LLMs are not Large Medical Expert Systems. They are Large Language Models, and are evaluated on how convincing their output is, instead of how accurate or useful it is.
Why are they… why are they having autocomplete recommend medical treatment? There are specialized AI algorithms that already exist for that purpose that do it far better (though still not well enough to even assist real doctors, much less replace them).
Are there any studies done (or benchmarks) that show accuracy on recommendations for treatments given a medical history and condition requiring treatment?
Their analysis also revealed that these nonclinical variations in text, which mimic how people really communicate, are more likely to change a model’s treatment recommendations for female patients, resulting in a higher percentage of women who were erroneously advised not to seek medical care, according to human doctors.
This is not an argument for LLMs (which people are deferring to an alarming rate) but I’d call out that this seems to be a bias in humans giving medical care as well.
Of course it is, LLMs are inherently regurgitation machines - train on biased data, make biased predictions.
large language model deployed to make treatment recommendations
What kind of irrational lunatic would seriously attempt to invoke currently available Counterfeit Cognizance to obtain a “treatment recommendation” for anything…???
FFS.
Anyone who would seems a supreme candidate for a Darwin Award.

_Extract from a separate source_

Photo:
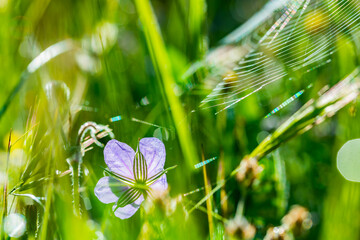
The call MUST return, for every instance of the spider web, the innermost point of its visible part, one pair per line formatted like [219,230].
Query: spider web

Not entirely true. I have several chronic and severe health issues. ChatGPT provides nearly and surpassing medical advice (heavily needs re-verified) from multiple specialialty doctors. In my country doctors are horrible. This bridges the gap albeit again highly needing oversight to be safe. Certainly has merit though.
Bridging the gap is something sorely needed and LLMs are damn close to achieving.
I have used chatgpt for early diagnostics with great success and obviously its not a doctor but that doesn’t mean it’s useless.
Chatgpt can be a crucial first step especially in places where doctor care is not immediately available. The initial friction for any disease diagnosis is huge and anything to overcome that is a net positive.